Serum glutamyl oxalacetic acid transferase (SGOT), Serum glutamyl pyruvate transferase (SGPT), Alkaline phosphatase (ALKP) and Total serum bilirubin (SBLN) in serum have been reported to be sensitive indicator of liver injury[21]. The disturbance in the transport function of the hepatocytes as a result of hepatic injury, causes the leakage of enzymes from cells due to altered permeability of membrane[22]. This results in decreased levels of GOT, GPT and alkaline phosphatase in the hepatic cells and a raised level in serum. The present study revealed a significant increase in the levels of SGOT, SGPT, SALKP and SBLN after exposure to CCl4, indicating considerable hepatocellular injury. Administration of coumarinolignoids and silymarin attenuated the increased levels of the serum enzymes, produced by CCl4 and caused a subsequent recovery towards normalization. These recoveries have been presented in Table 3 in the form of percent recovery[11] of serum parameters by different test samples, where it was found that coumarinolignoids and silymarin, both are showing significant recovery of serum parameters.
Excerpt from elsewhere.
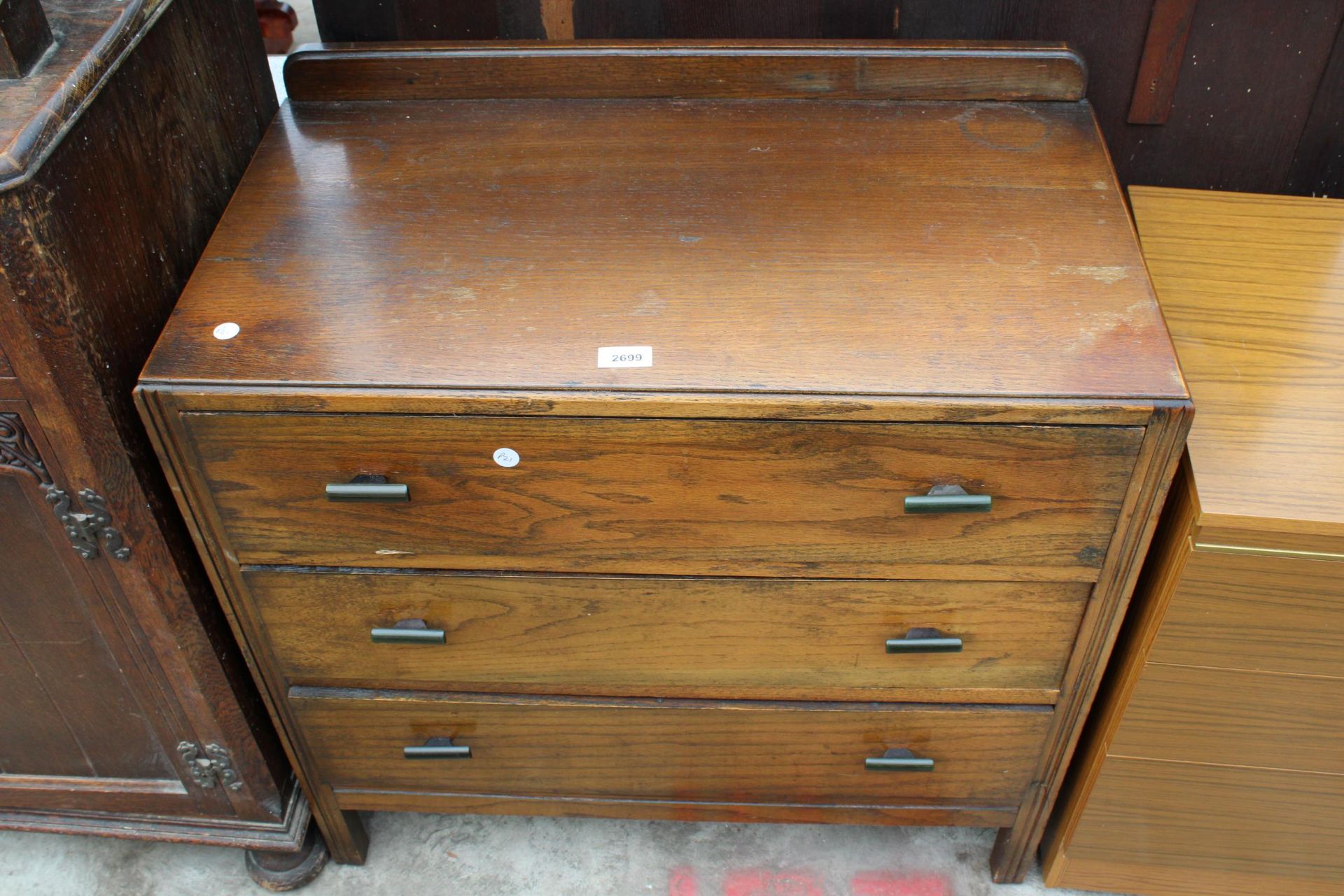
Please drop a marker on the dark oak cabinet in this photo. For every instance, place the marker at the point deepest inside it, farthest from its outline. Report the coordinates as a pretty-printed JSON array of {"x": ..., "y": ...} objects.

Coumarinolignoids are showing higher recovery of total bilirubin in comparison to silymarin (114.63±4.72 and 92.68±4.58, respectively). This suggested that coumarinolignoids isolated from Cleome viscosa and silymarin are able to condition the hepatocytes, so as to cause accelerated regeneration of parenchyma cells, thus protecting against membrane fragility and decrease the leakage of marker enzymes into the circulation. Silymarin is a known hepatoprotective compound. It is reported to have a protective effect on the plasma membrane of hepatocytes[23].

The primary function of liver is to store the energy in the form of glycogen. The liver glycogen content is directly proportional to the physiological condition of the liver. In our studies, the coumarinolignoids and silymarin, both are maintaining the glycogen level significantly higher than the toxin (CCl4) group.

The histopathological studies are direct evidence of efficacy of drug as protectant. The section of the liver treated with coumarinolignoids and CCl4 reveals significant hepatoprotective activity. Almost negligible damage to a few hepatocytes present in the close vicinity of intralobular vein is observed. Endothelium lining is almost smooth except at one or two places. Hepatocytes show normal appearance, only some cells show higher numbers of vacuoles in the cytoplasm but no pyknosis in the nucleus could be seen. The results of histopathological parameters also support the results of biochemical parameters and explain the hepatoprotective effect of coumarinolignoids in CCl4 induced hepatotoxicity. Interestingly, coumarinolignoids on acute oral toxicity showed no observable change except decrease in RBC count and hepatic protein content beyond dose level of 5000 mg/kg body weight. In conclusion, it can be said that coumarinolignoids which is the mixture of three compounds (cleomiscosin A, B and C) is showing significant protective effects against CCl4 induced hepatotoxicity in small animals. Besides, coumarinolignoids are well tolerated by small animals in acute oral toxicity studies.